I am trying to use Mahout to do some analysis on the term vectors stored in my Solr/Lucene index. Unfortunately, it seems that the latest Mahout release is behind the latest Solr/Lucene release.
My Solr/Lucene installation is 4.10.3. As far as I can tell, the latest Mahout release (1.0) expects Lucene indexes at version 4.6.1.
When I run mahout lucene.vector
I get the error:
Exception in thread "main" org.apache.lucene.index.IndexFormatTooNewException: Format version is not supported (resource: MMapIndexInput(path="/path/to/data/index/segments.gen")): -3 (needs to be between -2 and -2)
I have tried two things so far to tackle this problem:
First, I edited my solrconfig.xml file to say:
<luceneMatchVersion>4.6.1</luceneMatchVersion>
delete my indexed data, and built a clean index from the original documents. This has done nothing to fix the error.

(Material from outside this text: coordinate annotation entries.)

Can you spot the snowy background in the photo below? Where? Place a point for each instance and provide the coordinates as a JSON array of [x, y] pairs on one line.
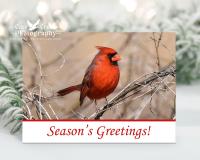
[[188, 110]]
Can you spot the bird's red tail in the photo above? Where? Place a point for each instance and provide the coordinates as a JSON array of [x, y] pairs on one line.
[[69, 90]]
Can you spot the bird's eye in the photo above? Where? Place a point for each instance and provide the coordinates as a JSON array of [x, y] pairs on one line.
[[110, 56]]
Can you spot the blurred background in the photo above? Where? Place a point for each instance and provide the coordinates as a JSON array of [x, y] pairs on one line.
[[139, 58], [181, 16]]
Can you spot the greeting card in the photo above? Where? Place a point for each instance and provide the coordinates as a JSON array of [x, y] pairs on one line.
[[99, 87]]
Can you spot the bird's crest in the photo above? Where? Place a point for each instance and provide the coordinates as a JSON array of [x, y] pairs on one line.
[[106, 49]]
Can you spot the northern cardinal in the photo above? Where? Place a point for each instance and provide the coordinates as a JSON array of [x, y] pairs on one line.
[[101, 77]]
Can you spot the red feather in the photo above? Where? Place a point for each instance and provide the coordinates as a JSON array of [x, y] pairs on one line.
[[101, 77]]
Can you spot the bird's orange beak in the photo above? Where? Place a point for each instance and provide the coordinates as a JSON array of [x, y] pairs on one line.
[[116, 58]]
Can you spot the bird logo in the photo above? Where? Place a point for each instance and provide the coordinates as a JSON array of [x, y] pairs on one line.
[[101, 77], [33, 26]]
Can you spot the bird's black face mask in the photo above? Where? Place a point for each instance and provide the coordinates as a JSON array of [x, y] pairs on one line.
[[110, 56]]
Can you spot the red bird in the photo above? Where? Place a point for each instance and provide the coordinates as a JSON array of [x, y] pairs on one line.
[[101, 77]]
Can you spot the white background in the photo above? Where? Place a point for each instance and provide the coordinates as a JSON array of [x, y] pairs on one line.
[[158, 132], [188, 120], [186, 147]]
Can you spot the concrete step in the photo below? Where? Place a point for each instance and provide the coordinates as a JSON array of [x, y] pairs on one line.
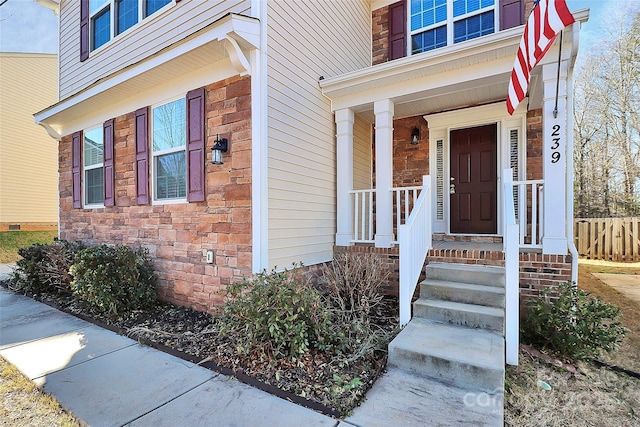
[[490, 296], [455, 355], [467, 273], [457, 313]]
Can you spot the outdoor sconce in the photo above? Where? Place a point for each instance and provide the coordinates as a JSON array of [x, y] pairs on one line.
[[219, 147], [415, 136]]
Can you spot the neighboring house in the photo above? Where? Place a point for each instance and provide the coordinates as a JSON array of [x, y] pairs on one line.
[[28, 159], [298, 89]]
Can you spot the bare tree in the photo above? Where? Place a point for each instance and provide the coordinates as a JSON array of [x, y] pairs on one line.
[[606, 117]]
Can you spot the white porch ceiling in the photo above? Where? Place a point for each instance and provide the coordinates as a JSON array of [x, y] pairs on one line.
[[467, 74]]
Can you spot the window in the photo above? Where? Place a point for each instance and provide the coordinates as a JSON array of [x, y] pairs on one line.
[[100, 22], [93, 155], [127, 15], [153, 5], [169, 150], [438, 23], [108, 18]]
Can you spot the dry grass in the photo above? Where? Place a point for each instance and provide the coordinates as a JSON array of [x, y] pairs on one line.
[[592, 396], [626, 355], [22, 403]]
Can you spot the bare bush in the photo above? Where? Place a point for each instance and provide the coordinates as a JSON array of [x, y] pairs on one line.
[[353, 283]]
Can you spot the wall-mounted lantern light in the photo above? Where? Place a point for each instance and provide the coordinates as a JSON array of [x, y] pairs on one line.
[[415, 136], [219, 147]]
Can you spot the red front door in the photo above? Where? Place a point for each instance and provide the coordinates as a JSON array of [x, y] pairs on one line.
[[474, 180]]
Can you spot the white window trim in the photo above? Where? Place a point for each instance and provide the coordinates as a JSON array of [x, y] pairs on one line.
[[111, 4], [83, 178], [154, 154], [449, 22]]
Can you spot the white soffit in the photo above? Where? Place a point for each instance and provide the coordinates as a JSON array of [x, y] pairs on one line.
[[228, 37], [470, 73]]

So secondly, I tried to change the lucene.version
in the Mahout pom.xml file to 4.10.3 and recompile the binary to see if the capabilities had been added yet. I knew this was unlikely to work, but tried anyway.
My question is, how do I appropriately change the Lucene version that Solr uses for writing index files if it is not the above luceneMatchVersion setting in solrconfig.xml?